Personal details
- Born: Alexandra del Moral 1983/1984 (age 41–42) Sacramento, California, U.S.
- Party: Republican
- Spouse: Clay Mealer
- Children: 2
- Education: United States Military Academy (BS) Harvard University (JD, MBA)
- Website: Campaign website

Military service
- Branch/service: United States Army

= Alex Mealer =

American politician

Alexandra Mealer (née del Moral; born 1983/1984) is a former banker and politician. She served on the Metropolitan Transit Authority of Harris County board from 2024 to 2025. She is the Republican nominee in the 2026 election in Texas's 9th congressional district.

== Early life and education ==
Mealer was born in Sacramento, California. She grew up in Gold River, California. She attended Rio Americano High School in Sacramento.

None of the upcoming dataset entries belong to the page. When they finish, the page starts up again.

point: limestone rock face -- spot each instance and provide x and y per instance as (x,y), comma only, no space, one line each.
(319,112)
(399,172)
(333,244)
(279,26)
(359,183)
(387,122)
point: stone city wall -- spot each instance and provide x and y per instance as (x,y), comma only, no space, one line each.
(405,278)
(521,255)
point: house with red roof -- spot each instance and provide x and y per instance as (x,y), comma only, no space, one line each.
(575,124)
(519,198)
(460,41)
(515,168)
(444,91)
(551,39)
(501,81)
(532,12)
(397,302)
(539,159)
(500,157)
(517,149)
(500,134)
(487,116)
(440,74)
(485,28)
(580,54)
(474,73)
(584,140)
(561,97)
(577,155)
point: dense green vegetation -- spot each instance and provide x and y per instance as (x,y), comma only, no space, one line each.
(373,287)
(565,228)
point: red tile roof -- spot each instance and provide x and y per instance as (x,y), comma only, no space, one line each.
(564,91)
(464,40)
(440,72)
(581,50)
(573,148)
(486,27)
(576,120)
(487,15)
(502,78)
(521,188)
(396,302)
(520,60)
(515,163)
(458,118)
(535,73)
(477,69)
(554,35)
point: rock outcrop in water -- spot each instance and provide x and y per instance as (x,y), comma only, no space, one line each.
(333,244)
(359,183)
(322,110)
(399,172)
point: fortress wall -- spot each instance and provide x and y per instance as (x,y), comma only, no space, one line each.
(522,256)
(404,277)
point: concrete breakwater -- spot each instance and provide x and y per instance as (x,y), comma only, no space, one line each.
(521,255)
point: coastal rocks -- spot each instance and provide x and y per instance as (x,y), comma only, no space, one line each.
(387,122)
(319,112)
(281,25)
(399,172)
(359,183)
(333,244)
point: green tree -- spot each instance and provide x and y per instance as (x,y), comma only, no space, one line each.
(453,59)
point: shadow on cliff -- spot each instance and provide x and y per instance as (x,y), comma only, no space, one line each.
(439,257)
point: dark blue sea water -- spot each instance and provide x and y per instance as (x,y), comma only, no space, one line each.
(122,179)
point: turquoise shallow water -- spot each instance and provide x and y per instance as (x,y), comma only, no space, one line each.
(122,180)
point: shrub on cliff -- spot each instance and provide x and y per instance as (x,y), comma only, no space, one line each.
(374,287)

Motivated by the September 11 attacks, Mealer enrolled at the United States Military Academy at West Point, where she played on the women's rugby team. She graduated in 2007. She later earned a Juris Doctor from Harvard Law School and a Master of Business Administration from Harvard Business School, both completed in 2016.

== Military service ==
Mealer served in the United States Army.

== Finance career ==
After completing military service, Mealer attended graduate school and then moved to Houston, Texas, where she worked in finance. She resigned from Wells Fargo in 2021 to run for political office.

== Political career ==
Mealer ran as the Republican nominee for Harris County judge in 2022, securing the nomination in a crowded primary. She lost to Democratic nominee Lina Hidalgo by 51% to 49%.

In October 2023, she was named Victory Chair of the Republican Party of Texas, resigning in May 2024 citing family and board commitments. She was appointed to the Metropolitan Transit Authority of Harris County (METRO) board in March 2024, serving as public safety chair until 2025.

In 2025, Mealer announced her candidacy for Texas's 9th congressional district in the Republican primary.

== Personal life ==
Mealer is married to Clay Mealer, and they have two children.